The cute teddy opens a left eye to reveal a gleaming evil red light. "CHOMP." The teddy clamps on to Ken's intended petting finger. "Oh well. I guess you're stuck with him for the rest of your life and beyond into all eternity. HA,HA,HA!" Tootsie says in a cute little voice. Ken promptly pisses his his pants again. "Oh darn." He accepts his new appendage and doesn't give it another thought. "Off to the Big Red Mailbox to see if my Super Top Secret Keen Bean Decoder Ring has arrived. Oh I sure hope it has! Skip the Mailman is sure to have brought it this month." Ken says in joyous anticipation.

"Walkie, walkie La LA La." Ken hums as he merrily skips along. "GASP!" Ken is bodily whirled around. "Oh fishsticks!" Says Ken. Ned has got him in a one-handed choke-hold. "Hello perty boy. Have you got anything nice for Ned?" says the child satist. "No. Honest!" Pleads Ken. "Oh really? Ned think Ken not say truth." "Oh but I have told you the truth!

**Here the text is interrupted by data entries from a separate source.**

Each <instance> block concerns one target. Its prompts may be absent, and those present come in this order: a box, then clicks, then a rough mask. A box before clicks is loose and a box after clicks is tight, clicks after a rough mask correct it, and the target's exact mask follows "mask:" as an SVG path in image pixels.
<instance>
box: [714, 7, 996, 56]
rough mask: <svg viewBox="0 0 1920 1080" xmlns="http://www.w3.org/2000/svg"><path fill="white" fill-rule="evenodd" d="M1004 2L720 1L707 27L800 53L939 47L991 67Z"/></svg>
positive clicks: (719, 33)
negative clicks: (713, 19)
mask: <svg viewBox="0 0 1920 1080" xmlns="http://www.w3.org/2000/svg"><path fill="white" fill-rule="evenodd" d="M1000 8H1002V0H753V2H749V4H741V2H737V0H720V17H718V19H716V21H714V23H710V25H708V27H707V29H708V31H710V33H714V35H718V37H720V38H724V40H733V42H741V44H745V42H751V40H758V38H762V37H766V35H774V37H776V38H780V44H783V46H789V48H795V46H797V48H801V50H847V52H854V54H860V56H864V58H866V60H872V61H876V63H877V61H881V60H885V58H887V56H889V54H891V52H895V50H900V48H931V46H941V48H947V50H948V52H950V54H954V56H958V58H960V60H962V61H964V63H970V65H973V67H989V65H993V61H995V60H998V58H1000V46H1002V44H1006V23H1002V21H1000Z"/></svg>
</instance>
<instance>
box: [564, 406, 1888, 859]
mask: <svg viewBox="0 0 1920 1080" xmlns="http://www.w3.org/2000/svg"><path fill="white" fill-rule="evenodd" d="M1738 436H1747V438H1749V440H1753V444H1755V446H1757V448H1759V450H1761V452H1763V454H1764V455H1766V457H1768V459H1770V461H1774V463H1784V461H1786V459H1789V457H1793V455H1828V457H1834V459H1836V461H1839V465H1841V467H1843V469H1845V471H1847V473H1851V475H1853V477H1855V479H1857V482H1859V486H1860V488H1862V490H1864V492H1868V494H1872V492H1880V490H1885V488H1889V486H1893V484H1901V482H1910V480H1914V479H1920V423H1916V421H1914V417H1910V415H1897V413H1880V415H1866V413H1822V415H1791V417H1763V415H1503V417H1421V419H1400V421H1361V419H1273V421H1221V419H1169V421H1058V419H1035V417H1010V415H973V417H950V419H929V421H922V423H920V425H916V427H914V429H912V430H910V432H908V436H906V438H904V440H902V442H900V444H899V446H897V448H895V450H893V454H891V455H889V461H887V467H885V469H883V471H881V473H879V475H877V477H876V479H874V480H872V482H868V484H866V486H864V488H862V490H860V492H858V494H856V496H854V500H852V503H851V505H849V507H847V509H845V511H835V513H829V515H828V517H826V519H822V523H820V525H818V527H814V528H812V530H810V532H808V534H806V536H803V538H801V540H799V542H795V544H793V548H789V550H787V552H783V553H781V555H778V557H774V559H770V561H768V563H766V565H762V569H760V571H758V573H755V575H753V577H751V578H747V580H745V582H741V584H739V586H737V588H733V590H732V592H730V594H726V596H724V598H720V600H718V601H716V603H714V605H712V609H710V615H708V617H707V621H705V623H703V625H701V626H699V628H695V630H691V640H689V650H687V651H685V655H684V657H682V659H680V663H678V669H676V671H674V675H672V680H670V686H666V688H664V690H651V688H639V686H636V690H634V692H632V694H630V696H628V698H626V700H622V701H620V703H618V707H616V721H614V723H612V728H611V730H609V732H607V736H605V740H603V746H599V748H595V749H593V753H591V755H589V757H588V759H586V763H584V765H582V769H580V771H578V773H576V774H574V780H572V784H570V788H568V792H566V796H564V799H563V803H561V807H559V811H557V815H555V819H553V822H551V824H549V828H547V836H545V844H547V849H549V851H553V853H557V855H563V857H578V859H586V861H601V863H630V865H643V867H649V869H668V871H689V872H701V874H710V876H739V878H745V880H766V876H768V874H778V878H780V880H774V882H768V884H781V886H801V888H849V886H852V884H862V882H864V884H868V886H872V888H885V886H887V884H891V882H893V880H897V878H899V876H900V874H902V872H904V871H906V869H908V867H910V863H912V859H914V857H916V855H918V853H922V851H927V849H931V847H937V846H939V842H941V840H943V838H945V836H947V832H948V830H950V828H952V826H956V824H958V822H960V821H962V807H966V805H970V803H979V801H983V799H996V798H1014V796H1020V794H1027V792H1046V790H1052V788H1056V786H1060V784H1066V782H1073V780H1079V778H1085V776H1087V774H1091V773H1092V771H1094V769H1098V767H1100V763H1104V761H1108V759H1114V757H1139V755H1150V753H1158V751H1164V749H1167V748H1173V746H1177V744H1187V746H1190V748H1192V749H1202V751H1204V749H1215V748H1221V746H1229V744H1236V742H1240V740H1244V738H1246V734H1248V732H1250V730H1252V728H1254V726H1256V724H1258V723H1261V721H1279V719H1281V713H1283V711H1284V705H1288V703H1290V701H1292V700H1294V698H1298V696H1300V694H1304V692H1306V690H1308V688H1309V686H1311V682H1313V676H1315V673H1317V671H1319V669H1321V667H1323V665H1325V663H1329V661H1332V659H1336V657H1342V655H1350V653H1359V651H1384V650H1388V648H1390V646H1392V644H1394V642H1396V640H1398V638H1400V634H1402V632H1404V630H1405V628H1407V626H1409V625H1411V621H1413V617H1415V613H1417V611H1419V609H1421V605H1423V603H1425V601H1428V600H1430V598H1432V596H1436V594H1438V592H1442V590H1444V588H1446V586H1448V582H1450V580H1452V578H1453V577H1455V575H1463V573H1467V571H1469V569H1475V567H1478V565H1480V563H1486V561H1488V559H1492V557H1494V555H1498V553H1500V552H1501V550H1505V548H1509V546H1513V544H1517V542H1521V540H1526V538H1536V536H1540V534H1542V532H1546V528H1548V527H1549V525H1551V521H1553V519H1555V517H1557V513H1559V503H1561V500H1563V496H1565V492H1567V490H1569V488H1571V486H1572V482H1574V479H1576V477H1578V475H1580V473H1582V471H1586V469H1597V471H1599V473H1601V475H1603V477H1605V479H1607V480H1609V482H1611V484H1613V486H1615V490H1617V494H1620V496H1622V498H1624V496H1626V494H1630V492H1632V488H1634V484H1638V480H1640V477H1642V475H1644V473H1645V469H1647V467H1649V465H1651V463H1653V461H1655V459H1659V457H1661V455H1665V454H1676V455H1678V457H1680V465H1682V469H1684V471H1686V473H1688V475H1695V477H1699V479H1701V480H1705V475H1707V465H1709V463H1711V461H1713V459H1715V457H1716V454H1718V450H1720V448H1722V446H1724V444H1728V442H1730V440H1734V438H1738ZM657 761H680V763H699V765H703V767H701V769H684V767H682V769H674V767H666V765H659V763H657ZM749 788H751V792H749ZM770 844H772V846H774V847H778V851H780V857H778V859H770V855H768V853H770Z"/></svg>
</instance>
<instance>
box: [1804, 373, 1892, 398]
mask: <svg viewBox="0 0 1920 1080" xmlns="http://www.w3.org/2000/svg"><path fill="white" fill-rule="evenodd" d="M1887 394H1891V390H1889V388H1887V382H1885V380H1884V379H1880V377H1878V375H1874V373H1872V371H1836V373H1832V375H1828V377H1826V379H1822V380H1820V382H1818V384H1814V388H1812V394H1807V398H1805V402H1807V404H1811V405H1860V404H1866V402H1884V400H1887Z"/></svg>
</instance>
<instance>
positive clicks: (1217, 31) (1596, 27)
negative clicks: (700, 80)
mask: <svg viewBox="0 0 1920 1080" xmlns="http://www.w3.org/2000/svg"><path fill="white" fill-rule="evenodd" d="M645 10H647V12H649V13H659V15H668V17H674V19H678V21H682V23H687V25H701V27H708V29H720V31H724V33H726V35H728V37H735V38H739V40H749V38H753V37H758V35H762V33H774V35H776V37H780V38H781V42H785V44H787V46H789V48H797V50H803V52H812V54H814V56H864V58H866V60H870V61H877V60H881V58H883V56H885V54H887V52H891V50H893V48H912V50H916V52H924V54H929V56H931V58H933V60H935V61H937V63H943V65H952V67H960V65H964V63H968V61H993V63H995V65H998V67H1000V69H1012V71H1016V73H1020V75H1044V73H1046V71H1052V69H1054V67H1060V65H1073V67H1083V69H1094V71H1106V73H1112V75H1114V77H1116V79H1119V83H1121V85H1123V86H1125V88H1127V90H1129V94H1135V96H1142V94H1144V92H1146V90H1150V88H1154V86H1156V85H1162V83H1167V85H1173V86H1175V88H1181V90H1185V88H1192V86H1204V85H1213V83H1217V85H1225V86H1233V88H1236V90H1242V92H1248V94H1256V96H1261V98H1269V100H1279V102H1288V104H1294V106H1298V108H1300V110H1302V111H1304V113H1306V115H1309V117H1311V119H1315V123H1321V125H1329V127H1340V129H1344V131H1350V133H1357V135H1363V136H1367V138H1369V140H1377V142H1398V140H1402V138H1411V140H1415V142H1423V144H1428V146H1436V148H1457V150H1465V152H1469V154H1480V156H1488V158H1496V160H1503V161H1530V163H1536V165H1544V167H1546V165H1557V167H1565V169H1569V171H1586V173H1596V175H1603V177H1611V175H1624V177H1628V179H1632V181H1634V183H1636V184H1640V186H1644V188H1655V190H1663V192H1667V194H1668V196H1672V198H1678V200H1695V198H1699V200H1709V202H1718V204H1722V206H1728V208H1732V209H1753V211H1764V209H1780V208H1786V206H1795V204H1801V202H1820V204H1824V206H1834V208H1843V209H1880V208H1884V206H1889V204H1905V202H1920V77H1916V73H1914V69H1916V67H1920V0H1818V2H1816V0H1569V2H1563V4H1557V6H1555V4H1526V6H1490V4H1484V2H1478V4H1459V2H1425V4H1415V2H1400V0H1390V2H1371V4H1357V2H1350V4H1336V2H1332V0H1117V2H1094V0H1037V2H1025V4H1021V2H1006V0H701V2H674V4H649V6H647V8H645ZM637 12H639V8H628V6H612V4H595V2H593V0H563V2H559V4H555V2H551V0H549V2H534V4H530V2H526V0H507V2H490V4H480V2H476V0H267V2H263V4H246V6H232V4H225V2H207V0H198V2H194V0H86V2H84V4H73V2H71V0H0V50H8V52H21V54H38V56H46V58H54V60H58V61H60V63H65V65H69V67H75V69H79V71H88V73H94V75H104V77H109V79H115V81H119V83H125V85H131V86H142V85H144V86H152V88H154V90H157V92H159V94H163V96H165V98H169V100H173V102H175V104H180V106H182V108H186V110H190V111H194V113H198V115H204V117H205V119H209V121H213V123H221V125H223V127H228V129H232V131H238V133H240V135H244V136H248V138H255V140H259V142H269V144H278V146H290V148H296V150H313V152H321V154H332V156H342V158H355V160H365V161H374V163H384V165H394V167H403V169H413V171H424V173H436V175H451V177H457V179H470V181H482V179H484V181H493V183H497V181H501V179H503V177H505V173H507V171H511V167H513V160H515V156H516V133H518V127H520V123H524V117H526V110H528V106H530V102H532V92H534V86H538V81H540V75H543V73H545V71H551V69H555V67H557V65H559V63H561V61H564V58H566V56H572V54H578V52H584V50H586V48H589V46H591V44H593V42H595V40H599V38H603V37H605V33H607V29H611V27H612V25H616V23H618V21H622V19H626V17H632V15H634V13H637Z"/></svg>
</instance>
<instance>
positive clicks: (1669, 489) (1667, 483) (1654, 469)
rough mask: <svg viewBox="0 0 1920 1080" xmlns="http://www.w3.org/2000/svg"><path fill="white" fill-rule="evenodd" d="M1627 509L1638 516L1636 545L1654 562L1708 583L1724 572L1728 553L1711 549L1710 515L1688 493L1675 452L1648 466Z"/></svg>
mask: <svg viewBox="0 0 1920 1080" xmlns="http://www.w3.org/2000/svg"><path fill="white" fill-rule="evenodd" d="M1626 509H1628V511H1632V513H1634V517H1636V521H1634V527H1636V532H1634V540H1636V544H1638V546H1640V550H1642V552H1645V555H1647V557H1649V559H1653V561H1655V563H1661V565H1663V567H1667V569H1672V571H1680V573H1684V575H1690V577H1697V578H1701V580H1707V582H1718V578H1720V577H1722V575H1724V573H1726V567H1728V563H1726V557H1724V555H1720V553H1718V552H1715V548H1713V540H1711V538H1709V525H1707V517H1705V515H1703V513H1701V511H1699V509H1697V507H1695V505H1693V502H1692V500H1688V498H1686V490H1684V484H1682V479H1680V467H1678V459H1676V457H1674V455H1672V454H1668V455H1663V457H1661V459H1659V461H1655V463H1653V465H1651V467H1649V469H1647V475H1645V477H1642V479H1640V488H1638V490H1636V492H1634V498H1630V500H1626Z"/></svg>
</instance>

Please let me run home to my mommie!" "Ned think you full of beans." Ned drops ken on his dome and picks him up by the ankle. Ken's spiffy rubber chicken coin falls out of his pocket. "Oh poop." Says Ken. "You got perty coin for ned. Why you say you no got? Now I have to beat you about the head and shoulders. What you think 'bout that fancy boy?" Ken is dangling pitifuly from his foot and feels warm liquid dribble on his chin. "oh now look! YOu've gone and made me wet myself again. You must pay." says Ken with fury. "Ned not scared of puny little gilrie lad. Now you must become whimpering dog as I attack you mercilessly." Sensing Ken's anger the teddy releases Ken and falls to the concrete. "Oooooooooh." Ned sees the teddy bear and forget's about Ken. "THUD,""CHOMP,"CLAMP,""Tee-Hee!" Ken falls to the ground. Teddy maliciously attacks Ned and clamps on to his bulging neck. "You have given nice new pet. Ned is now your friend. Maybe you come to a midnight ritual sometime, eh? Well, see ya." Ned prances off down the street, killing a few pedestrians in his path.

"Well whadaya know, heh!" Says Ken with a side-ways glance to where Ned took off. "No trace of 'im. What a lovely fellow. Now it's time to find the mail box." Ken says with a renewed sense of purpose. He looks right, looks left, dashes behind a tree, shimmys up a drain pipe, creeps across the rooftop, does a flying leap into a nieghbor's pirana-infested pool, gets out with only a few mortal wounds, shimmys up another drain pipe, stealthily inches across the roof and does an inverted half-twist double flip offa the edge and lands directly on...Skip the Hip Mailman.

"Hey Daddy-o. Wha's da haps brotha man?" says Skip once he's dusted out his jerry curl. "Oh, nothin' much, skip. Just another day in the nieghborhood." says Ken. "Groov-a-licious." says Skip. "Say, would you happen to know where the Big Red Mailbox is today?" asks Ken expectantly. "Nope, fraid not hommie." replies skip. "Oh well. I guess I'll just wander around aimlessly until I find it. Thanks anyway Skip." "No problemo G. Anything for a fellow African American, if ya know what I'm sayin'." "Whatever Skip. See ya later Skip. Have a nice day Skip. Don't forget to write Skip...you are a mailman after all." Says Ken with a crazy look on his face, knowing very well that he is very, very white. Not black. "No, no...I am a HIP mailman. Skip the Hip Mailman is what I am formerly know as amongst my people." "Yes I know that SKip. Bye SKip. I'll be seein' ya Skip. Now skip along Skip. That's a good Skip." said Ken hoping that Skip wouldn't go into am Afro-american history lesson rant. "Geez! What a nut." Said Skip with a salute and a smile. Then off he went.

"Gosh I love that guy. And it's not because we are both negroids, no, no. It's because we both sport our happenin' jerry curls. I guess I'm hip too. Yippee! I'm hip like Skip. I think I'll do my Skip the Hip Mailman skip all the way home. Skipity-hipity-skipity-do-I'm hip-hip like Skipy too!" Sang and skipped Ken all the way home.

As they stood by the Big Red Mail box, Mr.Bigchest and Tootsie could hear a tune in the distance. "Skipy-hippy-dippy-doo." They then heard a splat! and Ken was gone, disappeared, vanished and no longer there even. He'd gone into his house and closed the door with a sploot and a beep.